比较撕囊自动化角膜内皮移植术(DSAEK)与超薄 DSAEK(UT-DSAEK)术后的视力、屈光度、内皮细胞密度(ECD)和并发症。
多中心、前瞻性、双盲、随机、对照临床试验。
从荷兰 4 家三级医疗中心因 Fuchs 角膜内皮营养不良而导致不可逆转的角膜内皮功能障碍的 66 名患者中,共有 66 只眼参与了本研究。
根据术前最佳矫正视力(BCVA)、受者中央角膜厚度、患者年龄和招募中心,对患者进行中央随机分组,分别接受 UT-DSAEK 或 DSAEK。供体角膜由单一角膜库预先切割。

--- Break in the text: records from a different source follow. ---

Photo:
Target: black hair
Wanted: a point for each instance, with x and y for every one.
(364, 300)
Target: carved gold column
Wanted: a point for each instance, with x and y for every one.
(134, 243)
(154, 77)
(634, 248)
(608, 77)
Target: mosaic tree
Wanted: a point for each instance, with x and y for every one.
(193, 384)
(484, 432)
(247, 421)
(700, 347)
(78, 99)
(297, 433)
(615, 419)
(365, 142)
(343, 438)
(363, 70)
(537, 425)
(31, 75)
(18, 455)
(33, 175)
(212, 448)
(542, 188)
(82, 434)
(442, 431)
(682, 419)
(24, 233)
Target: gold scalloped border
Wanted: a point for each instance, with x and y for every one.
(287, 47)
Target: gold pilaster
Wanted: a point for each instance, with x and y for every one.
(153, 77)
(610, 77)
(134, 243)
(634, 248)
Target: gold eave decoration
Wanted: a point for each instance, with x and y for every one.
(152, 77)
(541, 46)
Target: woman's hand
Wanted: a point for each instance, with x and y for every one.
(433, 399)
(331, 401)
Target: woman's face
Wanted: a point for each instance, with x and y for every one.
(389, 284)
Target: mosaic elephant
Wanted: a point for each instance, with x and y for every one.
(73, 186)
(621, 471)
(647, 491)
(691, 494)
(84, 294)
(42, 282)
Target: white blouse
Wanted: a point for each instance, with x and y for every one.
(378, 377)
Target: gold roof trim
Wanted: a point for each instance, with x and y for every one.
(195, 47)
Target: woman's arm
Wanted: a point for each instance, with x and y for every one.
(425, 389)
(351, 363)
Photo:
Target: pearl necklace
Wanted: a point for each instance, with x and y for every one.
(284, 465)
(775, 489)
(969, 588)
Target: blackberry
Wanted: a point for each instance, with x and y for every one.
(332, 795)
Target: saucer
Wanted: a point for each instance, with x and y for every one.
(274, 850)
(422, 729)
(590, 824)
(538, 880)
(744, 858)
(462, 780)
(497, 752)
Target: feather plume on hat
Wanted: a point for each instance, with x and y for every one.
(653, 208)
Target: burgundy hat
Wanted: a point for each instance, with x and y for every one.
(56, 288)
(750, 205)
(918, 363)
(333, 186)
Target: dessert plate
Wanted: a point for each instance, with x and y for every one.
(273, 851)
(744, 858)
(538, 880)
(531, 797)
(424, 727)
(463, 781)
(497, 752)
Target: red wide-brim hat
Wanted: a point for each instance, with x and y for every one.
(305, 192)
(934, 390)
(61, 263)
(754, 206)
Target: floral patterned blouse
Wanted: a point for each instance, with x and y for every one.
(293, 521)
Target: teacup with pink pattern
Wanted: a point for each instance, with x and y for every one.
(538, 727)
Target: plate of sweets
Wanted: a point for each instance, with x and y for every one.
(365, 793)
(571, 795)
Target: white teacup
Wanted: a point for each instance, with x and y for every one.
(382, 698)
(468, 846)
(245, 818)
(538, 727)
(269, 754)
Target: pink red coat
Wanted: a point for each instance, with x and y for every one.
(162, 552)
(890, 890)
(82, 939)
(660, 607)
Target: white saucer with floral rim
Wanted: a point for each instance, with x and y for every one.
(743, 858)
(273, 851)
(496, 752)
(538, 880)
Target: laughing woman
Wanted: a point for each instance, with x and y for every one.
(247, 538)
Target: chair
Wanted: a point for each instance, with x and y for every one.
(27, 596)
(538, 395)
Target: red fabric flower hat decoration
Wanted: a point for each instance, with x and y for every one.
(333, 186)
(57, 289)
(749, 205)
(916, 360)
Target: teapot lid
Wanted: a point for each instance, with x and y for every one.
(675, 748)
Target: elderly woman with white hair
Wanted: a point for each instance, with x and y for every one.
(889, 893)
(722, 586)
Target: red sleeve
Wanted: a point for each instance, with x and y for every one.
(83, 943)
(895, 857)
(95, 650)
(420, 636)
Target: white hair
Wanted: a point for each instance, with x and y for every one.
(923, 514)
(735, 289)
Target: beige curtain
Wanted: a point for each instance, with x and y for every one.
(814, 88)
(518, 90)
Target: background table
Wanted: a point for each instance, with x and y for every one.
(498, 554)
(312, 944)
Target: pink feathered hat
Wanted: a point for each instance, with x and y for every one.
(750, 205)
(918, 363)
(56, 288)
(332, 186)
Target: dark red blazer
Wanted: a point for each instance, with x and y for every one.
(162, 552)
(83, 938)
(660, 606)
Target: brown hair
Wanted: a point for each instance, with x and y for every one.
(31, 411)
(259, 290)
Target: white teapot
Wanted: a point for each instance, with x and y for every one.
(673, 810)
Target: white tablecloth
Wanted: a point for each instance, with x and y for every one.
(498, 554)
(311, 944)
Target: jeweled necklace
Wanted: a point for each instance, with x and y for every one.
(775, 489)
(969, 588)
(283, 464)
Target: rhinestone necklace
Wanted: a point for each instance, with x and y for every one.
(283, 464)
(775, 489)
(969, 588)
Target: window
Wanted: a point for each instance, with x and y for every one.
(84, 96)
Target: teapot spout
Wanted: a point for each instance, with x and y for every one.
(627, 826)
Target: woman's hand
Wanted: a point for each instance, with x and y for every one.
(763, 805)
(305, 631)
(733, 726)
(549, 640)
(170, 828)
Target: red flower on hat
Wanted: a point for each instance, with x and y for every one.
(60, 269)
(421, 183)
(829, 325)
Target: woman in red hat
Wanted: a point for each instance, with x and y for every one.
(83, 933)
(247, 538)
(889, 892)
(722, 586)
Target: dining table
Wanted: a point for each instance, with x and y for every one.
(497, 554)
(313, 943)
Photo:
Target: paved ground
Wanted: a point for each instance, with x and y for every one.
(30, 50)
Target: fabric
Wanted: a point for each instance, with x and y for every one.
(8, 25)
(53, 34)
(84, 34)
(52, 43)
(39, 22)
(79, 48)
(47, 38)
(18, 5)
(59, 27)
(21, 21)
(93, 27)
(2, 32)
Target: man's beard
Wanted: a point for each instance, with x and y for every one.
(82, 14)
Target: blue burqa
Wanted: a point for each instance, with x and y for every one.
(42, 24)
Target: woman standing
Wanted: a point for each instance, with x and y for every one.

参与者在术前和术后 3、6 和 12 个月进行眼科检查,包括视力检查、使用早期糖尿病视网膜病变研究图表的 BCVA 检查和内皮成像。
术后 12 个月的 BCVA。
DSAEK 组(0.35 对数最小角分辨率[logMAR] [95%置信区间 {CI} 0.27-0.43];n = 32)和 UT-DSAEK 组(0.37 logMAR [95% CI 0.31-0.43];n = 34)患者的术前 BCVA 无差异(P = 0.8)。与 DSAEK 相比,UT-DSAEK 在术后 3 个月(0.17 logMAR [95% CI 0.13-0.21],n = 31 与 0.28 logMAR [95% CI 0.23-0.33],n = 31;P = 0.001)、6 个月(0.14 logMAR [95% CI 0.10-0.18],n = 30 与 0.24 logMAR [95% CI 0.20-0.28],n = 30;P = 0.002)和 12 个月(0.13 logMAR [95% CI 0.09-0.17],n = 33 与 0.20 logMAR [95% CI 0.15-0.25],n = 29;P = 0.03)时的 BCVA 恢复更好。术后屈光度、ECD 丢失(3 个月时 40%;P < 0.001)、供体丢失(DSAEK 组 n = 2 与 UT-DSAEK 组 n = 3 [相对风险 {RR} 1.4 {95% CI 0.24-7.5};P = 0.7])和移植物脱位(DSAEK 组 n = 5 与 UT-DSAEK 组 n = 5 [RR 1.0 {95% CI 0.34-3.33};P = 0.9])在 UT-DSAEK 与 DSAEK 之间无差异。UT-DSAEK 的供体厚度明显更薄(101 μm [95% CI 93-110 μm];范围 50-145 μm),而 DSAEK 的供体厚度为 209 μm [95% CI 196-222 μm];范围 147-289 μm;P < 0.001)。
与 DSAEK 相比,UT-DSAEK 术后 BCVA 恢复更快,更好,屈光结果相似,ECD 丢失和并发症发生率无差异。